Neue Unterkunft für Häftlinge abgelehnt
Freigängerhaus in Klagenfurt muss abgerissen werden. Wohin mit den Häftlingen? Nach Protesten der Anrainer platzte neues Bauvorhaben.
Es ist ein ungeschriebenes Gesetz: Alle wollen eine würdige Unterkunft für Häftlinge. Doch niemand will sie in seiner Nähe haben.
Anrainerproteste.
Wo immer die Justiz für Verurteilte bauen will, hagelt es Anrainerproteste. Deshalb wurde die Errichtung des neuen Freigängerhauses im Industriegebiet am Stadtrand von Klagenfurt geplant.
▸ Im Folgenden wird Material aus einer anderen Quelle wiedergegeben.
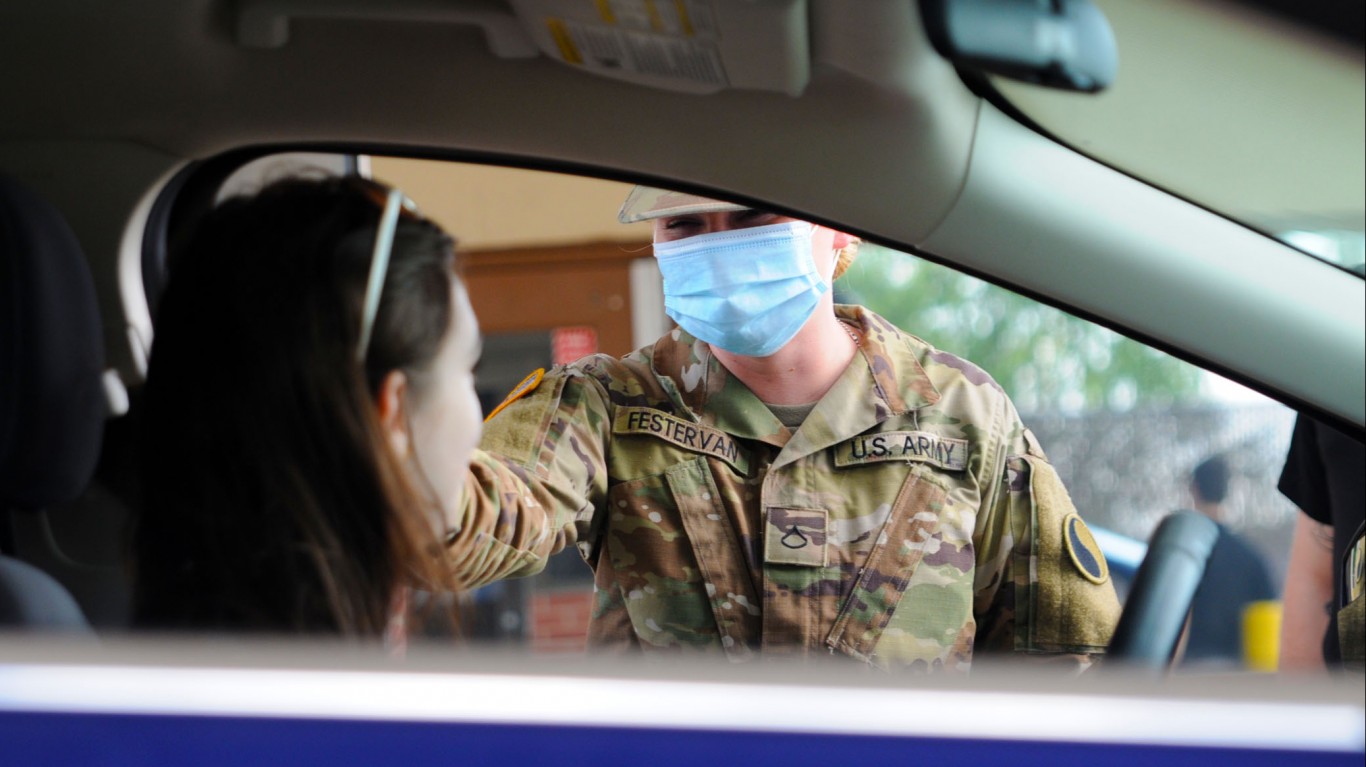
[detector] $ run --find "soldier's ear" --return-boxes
[374,371,413,459]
Wo keine Wohnsiedlung, da keine Proteste - so die Überlegung. Denkste! Die Chefs der angrenzende Firmen - darunter des Einkaufszentrums Südpark - wehrten sich heftig gegen die Ansiedlung der Häftlinge.
Nachteile. Mit wirtschaftlichen Nachteilen und Kundenangst wurde argumentiert. Erfolgreich: Die Stadt Klagenfurt hob den Baubescheid für das Freigängerhaus auf. Dagegen hat die Bundes-Immobiliengesellschaft (BIG), die für Justizbauten zuständig ist, berufen. Vergebens: Jetzt lehnte auch das Land - als nächste Instanz - das Bauvorhaben ab. BIG-Sprecher Ernst Eichinger: "Das kam unerwartet. Eigentlich war das ganze Projekt schon auf Schiene."
Sonderwidmung.
Begründet wird die Ablehnung mit einer fehlenden Widmung. Die Querschüsse könnten aber auch andere Hintergründe haben: Angeblich hat einer der angrenzenden Firmenchefs selbst großes Interesse am Grundstück, auf dem die Justiz bauen will.
40 "Freigänger".
"Die Ablehnung ist ein Rückschlag", sagt Gefängnischef Peter Bevc. Im Freigängerhaus sind Kleinkriminelle untergebracht. Im Gegensatz zu anderen Gefangenen gehen sie tagsüber ihrer Arbeit nach und kehren erst nach Dienstschluss von ihren Firmen ins Freigängerhaus zurück. Derzeit leben in Klagenfurt knapp 40 "Freigänger" aus ganz Kärnten - ihr Haus steht in der Feldkirchnerstraße. Doch dieses Gebäude muss abgerissen werden. Bis August 2008 sollten die Verurteilten deshalb übersiedeln.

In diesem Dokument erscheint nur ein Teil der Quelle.